Decision Trees: Which feature to split on?

Published in

Analytics Vidhya

5 min readJun 19, 2019

Decision Tree classification is perhaps one of the most intuitive and easy-to-interpret classification algorithms we have today. It can easily model non-linear relationships and results in predictive models that are quite accurate and stable.

Learning in Decision Tree Classification has the following key features:

We recursively split our population into two or more sub-populations based on a feature. This can be visualized as a tree, with its root node representing the entire population and its subnodes representing the subpopulations
With each subnode that is added to the tree, the homogeneity or purity increases with respect to the target variable (or class)
The leaf nodes are completely pure and contain objects of a single class

In this article, I will discuss the following metrics used for deciding which feature to split on:

Gini Index
Entropy

Before proceeding, I strongly recommend you to read this complete tutorial on Tree-based modeling from scratch (in R and Python).

We will use the two metrics on the following example:

Note: We are using only categorical variables for a better illustration. However, continuous variables are also possible. In the case of categorical variables, we need to find a threshold value for splitting. For example, age ≤ 18 and age>18 is a possible splitting if age was a continuous variable.

Gini Index

Gini Index is used with binary splits, where one class can be considered a success and other a failure.

A higher value of the Gini Index indicates more homogeneity in the sub-nodes.

The Gini-Index for a split is calculated in two steps:

For each subnode, calculate Gini as p² + q², where p is the probability of success and q of failure
Then for the split, Gini is equal to the weighted average of the Gini scores of the subnodes

Let us calculate the Gini Scores for our example.

Here, our success class is defined as using the computer daily. The corresponding probabilities of success and failure are calculated for both subnodes as shown.
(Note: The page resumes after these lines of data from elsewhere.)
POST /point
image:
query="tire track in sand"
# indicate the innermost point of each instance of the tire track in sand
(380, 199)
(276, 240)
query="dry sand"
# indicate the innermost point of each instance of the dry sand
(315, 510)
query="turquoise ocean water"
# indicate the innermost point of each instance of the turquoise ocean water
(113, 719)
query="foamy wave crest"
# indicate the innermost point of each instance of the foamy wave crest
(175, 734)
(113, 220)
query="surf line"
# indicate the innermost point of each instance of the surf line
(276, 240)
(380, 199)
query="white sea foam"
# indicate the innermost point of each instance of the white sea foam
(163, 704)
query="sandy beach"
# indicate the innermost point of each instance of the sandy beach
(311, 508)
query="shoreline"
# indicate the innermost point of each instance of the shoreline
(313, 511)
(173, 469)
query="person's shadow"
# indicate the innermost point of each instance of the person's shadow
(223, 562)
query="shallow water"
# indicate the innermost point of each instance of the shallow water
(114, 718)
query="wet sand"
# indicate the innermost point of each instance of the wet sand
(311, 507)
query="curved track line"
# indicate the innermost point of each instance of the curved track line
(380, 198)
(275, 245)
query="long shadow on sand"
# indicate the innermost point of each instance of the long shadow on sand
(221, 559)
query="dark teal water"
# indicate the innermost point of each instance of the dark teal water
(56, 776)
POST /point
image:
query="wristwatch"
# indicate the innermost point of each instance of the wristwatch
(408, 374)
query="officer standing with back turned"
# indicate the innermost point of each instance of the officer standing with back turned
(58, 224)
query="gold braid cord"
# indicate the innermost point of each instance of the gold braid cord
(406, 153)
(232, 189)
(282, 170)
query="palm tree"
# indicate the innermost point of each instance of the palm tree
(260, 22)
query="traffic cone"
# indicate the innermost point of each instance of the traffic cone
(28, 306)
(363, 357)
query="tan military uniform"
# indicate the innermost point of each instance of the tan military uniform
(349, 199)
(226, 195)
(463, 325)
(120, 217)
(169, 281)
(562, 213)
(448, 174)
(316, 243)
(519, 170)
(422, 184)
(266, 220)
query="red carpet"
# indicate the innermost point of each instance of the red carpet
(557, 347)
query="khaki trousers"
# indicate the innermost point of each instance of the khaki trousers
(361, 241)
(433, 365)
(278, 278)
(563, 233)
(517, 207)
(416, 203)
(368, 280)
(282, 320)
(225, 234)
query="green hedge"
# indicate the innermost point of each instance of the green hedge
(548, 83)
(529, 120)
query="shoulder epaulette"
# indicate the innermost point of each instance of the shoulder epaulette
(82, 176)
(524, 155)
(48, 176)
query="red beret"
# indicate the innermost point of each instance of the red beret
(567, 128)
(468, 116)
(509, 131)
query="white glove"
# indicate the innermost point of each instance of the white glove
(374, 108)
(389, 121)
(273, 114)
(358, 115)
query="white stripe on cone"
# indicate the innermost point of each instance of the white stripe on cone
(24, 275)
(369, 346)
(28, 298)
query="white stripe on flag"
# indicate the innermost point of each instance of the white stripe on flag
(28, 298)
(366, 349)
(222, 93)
Then Gini for Male subnode = 0.5² + 0.5² = 0.5

Gini for Female subnode = 0.33² + 0.67² = 0.56

Finally, Gini for the split on gender = (20 x 0.5 + 30 x 0.56) / 50 = 0.536

Similarly, we calculate the Gini for splitting on our categorical age variable.

Gini for Adult subnode = 0.48² + 0.42² = 0.4068

Gini for Minor subnode = 0.32² + 0.68² = 0.5648

Thus, Gini for split on age = (25 x 0.4068 + 25 x 0.5648) / 50 = 0.4856

Since, Gini for split on gender is greater than on age, gender is chosen as the feature to split on. The resultant subnodes — Males and Females — divide the population into more homogenous subpopulations.

You might come across the term Gini Impurity. It is defined as:

Gini Impurity = 1 -Gini

Thus equivalently, we need to find the feature that minimizes the Gini Impurity of the split.

We can easily implement Decision Trees with the Gini Index using the sklearn library in Python. This is done by specifying the value of the criterion attribute as ‘gini’ in the DecisionTreeClassifier() function.

Decision Tree for the Iris Dataset with gini value at each node

Entropy

The entropy is a metric frequently used to measure the uncertainty in a distribution. For a binary classification with the probability of success p and of failure q, entropy is calculated as follows:

Entropy(p, q) = -plog2(p)-qlog2(q), where log2(.) is log with base 2.

Since we want our subnodes to be homogenous, we desire to split on the feature with the minimum value for entropy.

Here’s how you calculate the value for the entropy of a split:

For each subnode, calculate entropy using the formula mentioned above.
Then the entropy for the split is the weighted average of entropy for all the subnodes.

Let’s calculate the entropy values for our example.

Split on Gender:

Entropy for the Male subnode = -0.5 x log2(0.5)-0.5 x log2(0.5) = 1

Entropy for the Female subnode = -0.33 x log2(0.33)-0.67 x log2(0.67) = 0.91

Then, entropy for split on gender = (20 x 1 + 30 x 0.91) / 50 = 0.946

Split on Age:

Entropy for the Adult subnode = -0.48 x log2(0.48)-0.42 x log2(0.42) = 1.033

Entropy for the Minor subnode = -0.32 x log2(0.32)-0.68 x log2(0.68) = 0.904

Then, entropy for split on age = (25 x 1.033 + 25 x 0.904) / 50 = 0.968

Again, we find that Gender is a better feature for the split than Age.

Just like Gini, DecisionTreeClassifer() can use the ‘entropy’ criterion to decide the splitting.

Decision Tree for the Iris Dataset with entropy value at each node

End Notes

It is not coincidental that the Gini Index and Entropy suggest the same feature to split on. The two objectives are:

Minimize Gini Impurity = 1- (p² + q²)
Minimize Entropy = -plog2(p)-qlog2(q)

These are more or less the same. However, since entropy requires logarithm to be computed, it will be slower in some cases. Generally, though, they will provide similar performance.